Neal G. Anderson in his monograph, Practical Process Research & Development,
says nothing about validation but he does speak about the need “to freeze
the final process step early; that is, to identify early the most desirable final
chemical transformation hat gives the drug substance.” He credits this concept
to P. Shutts. [“Freeze the Commercial Process-Issues and Challenges” a talk
contributed at the Third International Conference on Process Development Chemistry,
Amelia Island, FA, March 26 1997].
Earlier in his book, Anderson says specifically, “In order to establish routine impurity
profiles and levels, ideally the final isolation of drug substance should be
optimized, and this process should be used for the preparation of material
destined for toxicological studies and later Phase I studies. The types of impurities
found in drug substance will be largely determined by the starting materials
and reagents used in the final step to prepare the drug substance. Thus the
ideal penultimate compound should be identified in investigations, and parallel
development work should converge on this penultimate compound.”
In this particular passage the last step Anderson is talking about is
not the formation of a pharmaceutical salt. Almost certainly he is talking
about a covalent bond forming step that completes the final structure.

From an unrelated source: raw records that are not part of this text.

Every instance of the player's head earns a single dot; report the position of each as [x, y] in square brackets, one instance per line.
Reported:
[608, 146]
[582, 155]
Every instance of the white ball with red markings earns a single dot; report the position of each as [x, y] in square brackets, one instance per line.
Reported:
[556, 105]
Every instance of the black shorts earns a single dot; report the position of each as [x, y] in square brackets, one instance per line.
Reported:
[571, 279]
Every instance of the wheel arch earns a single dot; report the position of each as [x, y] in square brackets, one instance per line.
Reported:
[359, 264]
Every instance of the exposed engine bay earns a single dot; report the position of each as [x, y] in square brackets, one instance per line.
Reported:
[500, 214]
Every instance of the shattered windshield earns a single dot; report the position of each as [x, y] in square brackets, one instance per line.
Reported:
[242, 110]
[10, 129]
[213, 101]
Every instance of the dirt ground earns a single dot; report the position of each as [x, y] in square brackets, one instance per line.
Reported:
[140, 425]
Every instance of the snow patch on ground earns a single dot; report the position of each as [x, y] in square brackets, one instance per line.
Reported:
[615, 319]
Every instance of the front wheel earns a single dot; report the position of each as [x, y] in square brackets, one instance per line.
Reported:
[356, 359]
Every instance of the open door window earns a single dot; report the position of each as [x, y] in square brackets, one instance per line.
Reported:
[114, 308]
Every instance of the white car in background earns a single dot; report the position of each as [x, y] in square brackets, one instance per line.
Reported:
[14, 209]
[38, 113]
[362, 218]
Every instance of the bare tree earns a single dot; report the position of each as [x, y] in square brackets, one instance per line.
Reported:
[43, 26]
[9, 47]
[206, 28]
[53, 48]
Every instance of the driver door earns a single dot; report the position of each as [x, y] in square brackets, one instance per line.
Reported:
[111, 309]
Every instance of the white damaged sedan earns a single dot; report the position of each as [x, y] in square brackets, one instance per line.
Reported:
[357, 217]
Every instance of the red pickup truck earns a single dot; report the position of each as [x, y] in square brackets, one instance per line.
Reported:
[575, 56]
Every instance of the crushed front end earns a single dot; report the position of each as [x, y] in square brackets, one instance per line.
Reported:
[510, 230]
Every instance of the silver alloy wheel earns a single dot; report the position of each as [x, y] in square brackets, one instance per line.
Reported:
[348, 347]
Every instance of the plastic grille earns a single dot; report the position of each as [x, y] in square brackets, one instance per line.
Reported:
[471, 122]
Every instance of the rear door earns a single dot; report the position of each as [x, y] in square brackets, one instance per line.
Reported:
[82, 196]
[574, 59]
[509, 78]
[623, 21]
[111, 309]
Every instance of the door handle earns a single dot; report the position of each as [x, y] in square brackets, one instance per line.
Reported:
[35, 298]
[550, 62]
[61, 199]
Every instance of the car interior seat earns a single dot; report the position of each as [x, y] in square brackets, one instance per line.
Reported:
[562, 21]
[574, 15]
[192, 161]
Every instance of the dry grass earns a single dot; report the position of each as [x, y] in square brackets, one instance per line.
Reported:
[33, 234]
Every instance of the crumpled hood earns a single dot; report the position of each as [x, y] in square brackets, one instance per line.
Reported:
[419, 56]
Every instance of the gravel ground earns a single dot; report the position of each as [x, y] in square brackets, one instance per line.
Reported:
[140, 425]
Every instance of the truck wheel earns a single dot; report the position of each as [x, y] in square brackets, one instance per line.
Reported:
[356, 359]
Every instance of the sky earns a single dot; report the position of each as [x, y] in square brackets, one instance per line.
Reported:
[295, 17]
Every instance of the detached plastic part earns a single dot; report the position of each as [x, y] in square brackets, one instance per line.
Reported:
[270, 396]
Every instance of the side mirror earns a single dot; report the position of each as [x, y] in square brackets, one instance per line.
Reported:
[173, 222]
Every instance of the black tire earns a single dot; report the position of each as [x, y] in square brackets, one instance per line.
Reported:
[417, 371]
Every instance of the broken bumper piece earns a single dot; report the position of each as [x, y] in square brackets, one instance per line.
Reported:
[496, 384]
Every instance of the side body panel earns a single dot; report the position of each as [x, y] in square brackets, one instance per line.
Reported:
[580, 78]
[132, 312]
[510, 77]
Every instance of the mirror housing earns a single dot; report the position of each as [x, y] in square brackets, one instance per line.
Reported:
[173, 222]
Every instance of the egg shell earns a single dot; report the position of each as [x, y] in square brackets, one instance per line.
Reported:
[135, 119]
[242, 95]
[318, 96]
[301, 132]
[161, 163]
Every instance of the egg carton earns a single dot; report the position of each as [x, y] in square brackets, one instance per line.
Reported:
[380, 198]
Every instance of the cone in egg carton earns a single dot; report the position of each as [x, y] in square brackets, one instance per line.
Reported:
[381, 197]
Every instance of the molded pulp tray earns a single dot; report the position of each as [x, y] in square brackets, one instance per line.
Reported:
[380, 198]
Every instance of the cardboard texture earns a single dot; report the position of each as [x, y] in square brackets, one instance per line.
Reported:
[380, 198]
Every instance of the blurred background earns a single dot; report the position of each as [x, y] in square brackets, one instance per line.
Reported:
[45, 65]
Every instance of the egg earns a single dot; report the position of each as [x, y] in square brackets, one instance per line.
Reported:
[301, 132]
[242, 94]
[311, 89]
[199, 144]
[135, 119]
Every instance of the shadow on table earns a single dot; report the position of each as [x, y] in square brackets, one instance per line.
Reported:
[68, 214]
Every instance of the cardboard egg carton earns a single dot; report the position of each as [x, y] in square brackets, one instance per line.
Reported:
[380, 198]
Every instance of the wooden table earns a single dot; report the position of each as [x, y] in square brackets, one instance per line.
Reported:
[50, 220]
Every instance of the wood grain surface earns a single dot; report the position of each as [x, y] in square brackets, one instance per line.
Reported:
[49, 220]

Also Anderson is speaking about the ideal situation but what this
assumes is not just that the last step, from penultimate compound to actual API,
does not change, but also that this final intermediate is so efficiently
purified that the steps preceding do not contribute to its impurity profile
other than as inconsequential trace substances below 0.1%. It
would only be then that different routes to this penultimate
compound would not leave behind any of their own impurities in the drug
substance. If this is translated into the vocabulary of process validation,
this would declare that there should be no critical steps before the
purification of the ultimate intermediate! This is indeed a truly ideal
situation and would constitute an impractical goal to routinely seek for real-life penultimate
compound purifications.
Even though Anderson does not actually use the word validation in his
book, even if we accept that validation is the most significant economic
outcome of a developed pharmaceutical process, Anderson does convey the idea
that certain characteristics of the final process step simplify
validation and so are very, very important.
To get there requires a very demanding choice for this penultimate
compound. It must be easily and efficiently isolated and purified. As Kilomentor
has argued this suggests that the step in which it is prepared and worked up needs to comprise several phase switches, because it is phase switches that provide robust purification and it is compounds containing acid and/or basic functionalities
that provide the most common opportunities for these simple phase switches.